Personal information
- Full name: Frederick Albert McLaren
- Born: 19 August 1874 Farnham, Surrey, England
- Died: 23 September 1952 (aged 78) Dartford, Kent, England
- Batting: Right-handed
- Bowling: Unknown-arm fast-medium

Domestic team information
- 1908: Hampshire
- 1919/20: Europeans

Career statistics
| Competition | First-class |
| Matches | 3 |
| Runs scored | 23 |
| Batting average | 4.60 |
| 100s/50s | –/– |
| Top score | 18 |
| Balls bowled | 288 |
| Wickets | 6 |
| Bowling average | 24.00 |
| 5 wickets in innings | – |
| 10 wickets in match | – |
| Best bowling | 2/30 |
| Catches/stumpings | 1/– |
- Source: Cricinfo, 17 January 2010

= Frederick McLaren =

English cricketer and soldier

Frederick Albert McLaren (19 August 1874 — 23 September 1952) was an English first-class cricketer and an officer in the British Army.

McLaren was born at Farnham in August 1874. A non-commissioned officer in the Army Service Corps (ACS), McLaren made two appearances in first-class cricket for Hampshire in 1908, against the Marylebone Cricket Club at Lord's and the Gentlemen of Philadelphia at Southampton. in the latter match, he was one of five wickets for Bart King in Hampshire's first innings. In the opening weeks of the First World War, he gained a commission with the ASC as a second lieutenant. He was made a temporary lieutenant in May 1915, and a temporary captain in November of the same year; he later gained the full rank of captain in November 1917.

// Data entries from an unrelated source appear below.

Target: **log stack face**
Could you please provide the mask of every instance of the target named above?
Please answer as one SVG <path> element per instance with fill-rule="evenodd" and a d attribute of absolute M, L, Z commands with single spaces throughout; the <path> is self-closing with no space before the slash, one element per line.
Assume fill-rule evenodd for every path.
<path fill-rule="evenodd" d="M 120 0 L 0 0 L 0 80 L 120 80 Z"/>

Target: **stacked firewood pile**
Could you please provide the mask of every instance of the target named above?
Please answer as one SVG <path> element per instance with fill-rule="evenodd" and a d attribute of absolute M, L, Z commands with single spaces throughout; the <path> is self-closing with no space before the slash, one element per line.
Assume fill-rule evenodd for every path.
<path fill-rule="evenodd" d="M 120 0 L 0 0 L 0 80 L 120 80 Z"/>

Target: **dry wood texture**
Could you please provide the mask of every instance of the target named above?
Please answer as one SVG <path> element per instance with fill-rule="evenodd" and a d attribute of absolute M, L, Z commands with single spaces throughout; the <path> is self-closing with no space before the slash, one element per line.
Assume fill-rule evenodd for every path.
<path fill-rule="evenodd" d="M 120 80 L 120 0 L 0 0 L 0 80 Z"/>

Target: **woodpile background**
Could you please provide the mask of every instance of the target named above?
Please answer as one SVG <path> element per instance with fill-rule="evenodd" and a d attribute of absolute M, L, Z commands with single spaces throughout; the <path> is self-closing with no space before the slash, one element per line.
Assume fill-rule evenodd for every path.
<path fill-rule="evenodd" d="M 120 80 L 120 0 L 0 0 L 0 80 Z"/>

While serving with the ASC in British India following the war, he made a single first-class appearance for the Europeans cricket team against the Indians at Madras in the 1919–20 Madras Presidency Match. Across his three first-class matches, McLaren scored 23 runs and took six wickets. By September 1924, he had retired, having exceeded the age for recall and therefore ceased to belong to the Reserve of Officers. McLaren was made an OBE in the 1930 Birthday Honours, in recognition of his post-retirement work at the Royal Army Service Corps record and pay office. He died at Dartford in September 1952.